Inquiry report on Quebec SAAQ cost‑overrun scandal set for Feb. 16 release

The findings could reshape governance expectations for Canada's public auto insurers and Crown corporations

Inquiry report on Quebec SAAQ cost‑overrun scandal set for Feb. 16 release

Insurance News

By Josh Recamara

The commissioner who oversaw the public inquiry into the $500 million cost‑overrun scandal at Quebec’s auto insurance board is scheduled to release his report publicly on Feb. 16, a document that is expected to be closely watched by insurers, brokers and policymakers across the country.

Judge Denis Gallant presided over 75 days of hearings in 2025 examining how costs ballooned as the auto insurance board launched a new digital platform intended to modernize core services.

Quebec’s auto insurance board, the Société de l’assurance automobile du Québec (SAAQ), administers the province’s public no‑fault bodily injury scheme as well as driver licensing, road tests and vehicle registration. That dual role means operational failures at the state‑run corporation affect both insurance and core mobility services: when systems go down or backlogs build up, Quebec drivers can face delays in taking road tests, renewing licenses or registering vehicles, while the public insurance program’s reputation comes under pressure.

The digital platform at the heart of the inquiry – widely known as SAAQclic – was designed to move more of those services online, including license renewals, appointment booking and vehicle transactions. Its 2023 rollout, however, triggered long lines at SAAQ branches and widespread service disruption, prompting criticism of the project’s planning, vendor oversight and change management, and raising broader questions about how major public‑sector IT initiatives are governed in Quebec.

Hearings probe cost overruns and accountability

More than 130 witnesses testified during the inquiry, including Premier François Legault, senior SAAQ executives, public‑sector officials, technology suppliers and union representatives. Legault told the inquiry he had been kept in the dark about the scale of the cost overruns and placed much of the blame on the leadership of the state‑run corporation.

The premier launched the inquiry after the auditor general revealed that the digital project was expected to cost taxpayers at least $1.1 billion by 2027, roughly $500 million more than originally planned. The auditor’s report followed the troubled 2023 rollout, which had already led to major delays and long lines at insurance board branches, where Quebecers take road tests, register vehicles and access other services.

What’s at stake for Quebec’s public–private auto model

For the insurance sector, Gallant’s report is expected to resonate beyond the immediate political fallout from a single project. SAAQ’s financial health and operational reliability underpin Quebec’s unique public auto model, which co‑exists with private insurers that write physical damage and other auto‑related coverages. Any recommendations on governance, transparency, risk management and major systems projects at SAAQ will be watched closely by insurers, brokers and reinsurers that rely on stable, predictable public‑sector partners in the province’s hybrid auto insurance framework.

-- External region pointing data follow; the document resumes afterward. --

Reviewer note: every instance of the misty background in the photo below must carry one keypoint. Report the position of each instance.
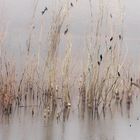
(16, 18)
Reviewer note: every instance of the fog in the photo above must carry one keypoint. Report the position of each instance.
(16, 17)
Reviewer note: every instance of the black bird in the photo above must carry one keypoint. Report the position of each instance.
(44, 10)
(101, 57)
(66, 31)
(111, 39)
(120, 37)
(110, 48)
(98, 63)
(119, 74)
(71, 4)
(32, 112)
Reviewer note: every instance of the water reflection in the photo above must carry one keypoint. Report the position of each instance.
(72, 124)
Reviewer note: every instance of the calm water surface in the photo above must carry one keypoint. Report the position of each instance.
(118, 124)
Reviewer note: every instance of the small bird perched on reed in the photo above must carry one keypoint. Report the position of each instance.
(111, 38)
(120, 37)
(71, 4)
(32, 112)
(110, 48)
(66, 31)
(101, 57)
(119, 74)
(98, 63)
(44, 10)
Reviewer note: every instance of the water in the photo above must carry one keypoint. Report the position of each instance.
(118, 124)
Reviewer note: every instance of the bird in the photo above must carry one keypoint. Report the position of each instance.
(131, 79)
(44, 10)
(120, 37)
(110, 48)
(119, 74)
(101, 57)
(32, 112)
(111, 39)
(66, 31)
(71, 4)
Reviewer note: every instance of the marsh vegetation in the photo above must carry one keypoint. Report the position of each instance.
(50, 82)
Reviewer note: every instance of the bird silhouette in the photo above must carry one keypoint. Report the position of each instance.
(71, 4)
(66, 31)
(111, 39)
(119, 74)
(44, 10)
(120, 37)
(101, 57)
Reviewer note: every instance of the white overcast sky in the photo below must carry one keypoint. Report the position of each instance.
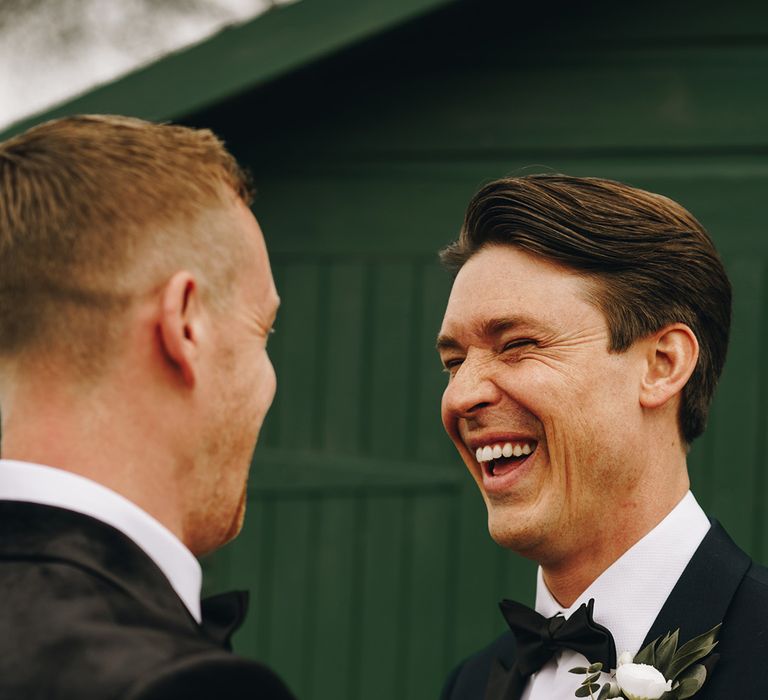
(52, 50)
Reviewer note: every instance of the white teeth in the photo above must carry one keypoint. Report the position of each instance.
(489, 452)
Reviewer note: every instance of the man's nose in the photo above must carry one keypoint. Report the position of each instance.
(471, 389)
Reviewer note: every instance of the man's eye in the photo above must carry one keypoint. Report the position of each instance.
(517, 344)
(452, 365)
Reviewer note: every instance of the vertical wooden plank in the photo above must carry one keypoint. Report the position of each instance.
(300, 380)
(342, 336)
(433, 444)
(270, 430)
(432, 539)
(294, 542)
(737, 418)
(380, 632)
(334, 578)
(391, 361)
(475, 569)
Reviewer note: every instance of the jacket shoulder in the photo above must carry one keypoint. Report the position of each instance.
(468, 680)
(207, 675)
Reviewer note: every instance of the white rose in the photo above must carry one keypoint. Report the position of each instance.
(641, 682)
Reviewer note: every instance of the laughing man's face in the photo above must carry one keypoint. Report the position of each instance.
(537, 406)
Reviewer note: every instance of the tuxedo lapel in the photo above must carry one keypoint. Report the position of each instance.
(504, 683)
(703, 593)
(31, 530)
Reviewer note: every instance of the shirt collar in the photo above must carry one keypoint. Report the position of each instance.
(630, 593)
(36, 483)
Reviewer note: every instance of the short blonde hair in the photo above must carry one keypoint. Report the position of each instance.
(93, 207)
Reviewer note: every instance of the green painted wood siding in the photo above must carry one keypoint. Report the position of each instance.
(366, 546)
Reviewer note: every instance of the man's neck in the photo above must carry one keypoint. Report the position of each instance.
(79, 435)
(567, 577)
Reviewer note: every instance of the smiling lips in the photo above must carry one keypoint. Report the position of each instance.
(501, 458)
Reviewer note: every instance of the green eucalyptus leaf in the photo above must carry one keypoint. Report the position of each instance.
(604, 692)
(682, 661)
(586, 690)
(665, 652)
(692, 681)
(703, 640)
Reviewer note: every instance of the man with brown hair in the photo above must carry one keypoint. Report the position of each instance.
(136, 298)
(584, 336)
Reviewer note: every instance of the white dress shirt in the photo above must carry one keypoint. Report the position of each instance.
(35, 483)
(628, 595)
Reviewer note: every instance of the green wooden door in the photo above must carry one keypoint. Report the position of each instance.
(366, 546)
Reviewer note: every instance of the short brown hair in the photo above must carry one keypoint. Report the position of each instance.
(93, 206)
(653, 262)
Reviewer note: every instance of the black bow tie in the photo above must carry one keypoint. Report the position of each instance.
(538, 638)
(223, 614)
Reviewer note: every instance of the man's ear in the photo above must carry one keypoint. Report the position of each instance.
(180, 325)
(672, 355)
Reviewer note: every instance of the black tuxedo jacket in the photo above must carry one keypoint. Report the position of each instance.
(720, 584)
(86, 615)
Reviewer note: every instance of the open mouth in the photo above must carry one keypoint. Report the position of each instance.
(500, 458)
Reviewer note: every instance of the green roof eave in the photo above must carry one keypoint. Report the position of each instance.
(238, 58)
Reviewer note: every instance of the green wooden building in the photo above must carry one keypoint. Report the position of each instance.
(368, 126)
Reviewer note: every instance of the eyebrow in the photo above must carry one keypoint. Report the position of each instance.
(492, 327)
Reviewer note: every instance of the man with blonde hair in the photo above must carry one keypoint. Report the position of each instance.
(136, 298)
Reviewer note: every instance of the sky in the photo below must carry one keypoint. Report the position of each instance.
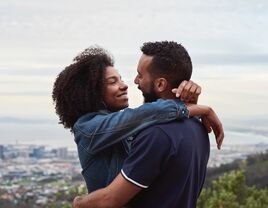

Industry observers will also be looking for guidance on broader issues that surfaced during the hearings, including how large public digital transformations should be scoped and overseen, the role of boards and central government in monitoring risk and spend, and how lessons from SAAQclic might apply to other Crown corporations and public insurers across Canada.

In his closing statement at the end of the hearings, Gallant told Quebecers that “every stone” had been turned over during his investigation. The publication of his report on Feb. 16 will now test whether the inquiry’s findings and recommendations are seen as sufficient to restore confidence in SAAQ’s governance and to prevent similar cost overruns on future large‑scale public projects.